Common supplements found to lower circulating inflammation levels

Science Spotlight

Common supplements found to lower circulating inflammation levels

April 20, 2015
hypothesized pathway
Hypothesized mechanism of glucosamine and chondroitin on inflammation and oxidative stress.
Image provided by Dr. Sandi Navarro

Glucosamine and chondroitin are among the most commonly used non-vitamin dietary supplements in the United States.  Typically used for joint pain, these supplements are often taken together as a single pill.  Previous studies have suggested that may play a role in lowering inflammation, which may in turn lower risk for lung and colorectal cancer.  In order to evaluate the effect of these supplements on systemic inflammation levels, Drs. Sandi Navarro, Johanna Lampe, Emily White, and colleagues in the Public Health Sciences Division conducted a randomized crossover trial.  As recently reported in PLoS One, the researchers found that glucosamine and chondroitin supplementation lowered C-reactive protein concentrations by 23% compared to placebo.

Chronic inflammation contributes to several diseases, including several types of cancer.  One of the major components of the inflammation process is nuclear factor kappa B (NF-κB), a transcription factor important for the generation of cytokines, chemokines, and other factors involved in the immune response.  Previous studies have suggested that glucosamine and chondroitin may help reduce inflammation by inhibiting NF-κB and reducing oxidative stress.  To further investigate this potential relationship, the authors measured the effect of glucosamine and chondroitin supplementation on several inflammatory biomarkers.  These included C-reactive protein (CRP), interleukin-6 (IL-6), the soluble tumor necrosis factor receptors I and II (sTNFRI and sTNFRII), and two urinary metabolites. 

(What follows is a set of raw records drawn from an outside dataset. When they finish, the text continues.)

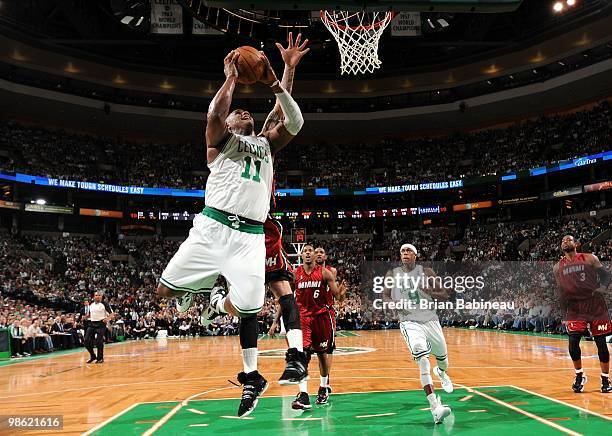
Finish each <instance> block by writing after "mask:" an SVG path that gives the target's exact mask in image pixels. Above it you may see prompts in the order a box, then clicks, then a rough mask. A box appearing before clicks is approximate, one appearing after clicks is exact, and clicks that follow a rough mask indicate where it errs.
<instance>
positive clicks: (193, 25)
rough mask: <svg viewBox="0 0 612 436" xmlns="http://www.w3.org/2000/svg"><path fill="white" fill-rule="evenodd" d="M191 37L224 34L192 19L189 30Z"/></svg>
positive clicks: (194, 19)
mask: <svg viewBox="0 0 612 436" xmlns="http://www.w3.org/2000/svg"><path fill="white" fill-rule="evenodd" d="M191 33H192V35H223V34H224V33H223V32H221V31H220V30H217V29H215V28H214V27H212V26H210V25H208V24H206V23H202V22H201V21H200V20H197V19H196V18H194V19H193V26H192V28H191Z"/></svg>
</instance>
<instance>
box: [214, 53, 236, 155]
mask: <svg viewBox="0 0 612 436" xmlns="http://www.w3.org/2000/svg"><path fill="white" fill-rule="evenodd" d="M238 56H239V55H238V52H237V51H231V52H230V53H229V54H228V55H227V56H226V57H225V59H224V60H223V72H224V73H225V82H224V83H223V85H222V86H221V88H219V90H218V91H217V93H216V94H215V97H214V98H213V99H212V101H211V102H210V106H208V114H207V115H206V146H207V148H208V150H209V156H208V157H209V160H211V157H212V158H213V159H214V157H216V155H214V156H210V154H211V153H210V149H216V148H217V147H219V146H220V145H221V143H222V140H223V139H224V138H225V137H226V136H227V124H226V122H225V120H226V119H227V115H228V114H229V108H230V106H231V104H232V96H233V94H234V88H235V87H236V79H237V78H238V69H237V68H236V62H237V61H238Z"/></svg>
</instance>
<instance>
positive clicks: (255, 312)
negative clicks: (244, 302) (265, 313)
mask: <svg viewBox="0 0 612 436" xmlns="http://www.w3.org/2000/svg"><path fill="white" fill-rule="evenodd" d="M230 301H231V300H230ZM232 306H234V308H236V310H237V311H238V312H240V313H244V314H247V315H253V314H255V313H259V312H260V311H261V309H262V308H263V306H261V307H260V308H259V309H249V310H242V309H241V308H239V307H238V306H236V305H235V304H234V303H233V302H232Z"/></svg>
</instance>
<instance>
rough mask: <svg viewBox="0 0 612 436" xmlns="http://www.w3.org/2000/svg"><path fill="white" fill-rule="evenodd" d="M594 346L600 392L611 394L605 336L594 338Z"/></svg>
mask: <svg viewBox="0 0 612 436" xmlns="http://www.w3.org/2000/svg"><path fill="white" fill-rule="evenodd" d="M593 339H594V340H595V345H597V354H598V355H599V364H600V365H601V392H602V393H604V394H609V393H612V384H611V383H610V350H608V344H607V343H606V335H605V334H603V335H598V336H594V337H593Z"/></svg>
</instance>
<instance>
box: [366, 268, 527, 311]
mask: <svg viewBox="0 0 612 436" xmlns="http://www.w3.org/2000/svg"><path fill="white" fill-rule="evenodd" d="M484 288H485V277H484V276H482V275H475V276H471V275H447V276H438V275H428V274H424V273H422V274H418V275H415V274H411V273H409V272H402V273H395V274H389V273H387V274H386V275H384V276H374V277H373V280H372V291H373V292H374V294H375V295H376V296H377V297H378V298H374V299H373V302H372V303H373V307H374V309H376V310H387V309H389V310H407V311H416V310H430V311H436V310H514V309H515V302H514V301H491V300H490V299H485V298H466V297H467V295H478V294H480V293H481V291H482V290H483V289H484ZM440 294H442V295H444V296H446V298H438V297H437V296H438V295H440ZM464 294H465V295H466V296H465V297H464ZM457 296H460V297H461V298H458V297H457ZM453 297H454V298H453Z"/></svg>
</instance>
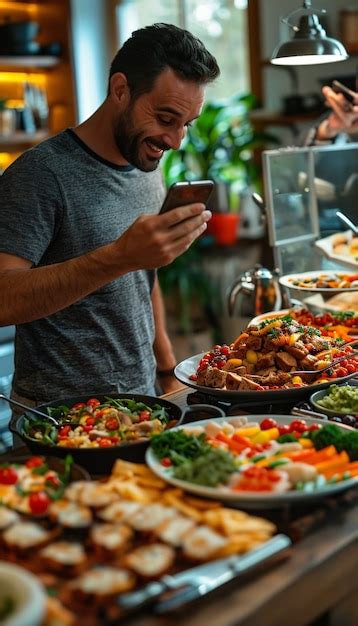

A crossover trial design was used, where each participant was randomized to receive either the supplements or the placebo, followed by a washout period of taking nothing, and then switched to the other pill.   Measurements for inflammatory biomarkers were taken at each stage. "We found that glucosamine and chondroitin lowered C-reactive protein by 23% compared to an inactive pill," said lead author Dr. Sandi Navarro.  None of the other biomarkers showed a significant difference.  In addition to measuring inflammatory biomarker concentrations, the researchers also evaluated changes in various plasma proteins by using a 3000-antibody microarray.  "When we looked at a broad range of proteins in the blood together, we found that 'cytokine activity' was the pathway with the largest difference between the glucosamine and chondroitin intervention and the inactive pill, and was lower after glucosamine and chondroitin supplementation."  Alterations seen in additional inflammation-related pathways further suggested that these supplements may have wider-ranging effects on inflammation than just NF-κB inhibition.

Together, these results agree with previous evidence suggesting that these supplements have anti-inflammatory properties that may lower cancer risk.  "This is the first randomized trial to evaluate the effects of glucosamine and chondroitin on inflammation in healthy adults and the first to assess potential pathways that may be affected by using a broad protein screen and pathway analyses," said Dr. Navarro.  "The trial was motivated by results in the VITAL study— - a large prospective cohort of 77,738 adults specifically designed to evaluate the association of supplement use and cancer. Of the 38 supplements studied, the most consistent results in terms of  cancer risk reduction were for use of glucosamine and chondroitin,  including a 26% reduction in lung cancer risk, a 27% reduced risk of colorectal cancer, and a 13% reduced risk in cancer mortality."

Future, larger studies will be needed to further support these findings, as well as to evaluate whether these anti-inflammatory effects are seen in a broader range of individuals.  In the meantime, this study suggests that these supplements could potentially be useful for more than joint pain.  Said Dr. Navarro, "these results may provide a possible biologic mechanism to support our previous findings that use of glucosamine and chondroitin is associated with reduced lung and colon cancer and overall mortality."

Other researchers from the Public Health Sciences Division contributing to this project were Drs. Junghyun Rho, Xiaoling Song, and Paul Lampe, as well as Ms. Yuzheng Zhang.

Citation:
Navarro SL, White E, Kantor ED, Zhang Y, Rho J, Song X, Milne GL, Lampe PD, Lampe JW. 2015. Randomized trial of glucosamine and chondroitin supplementation on inflammation and oxidative stress biomarkers and plasma proteomics profiles in healthy humans. PLoS One. 10(2):e0117534.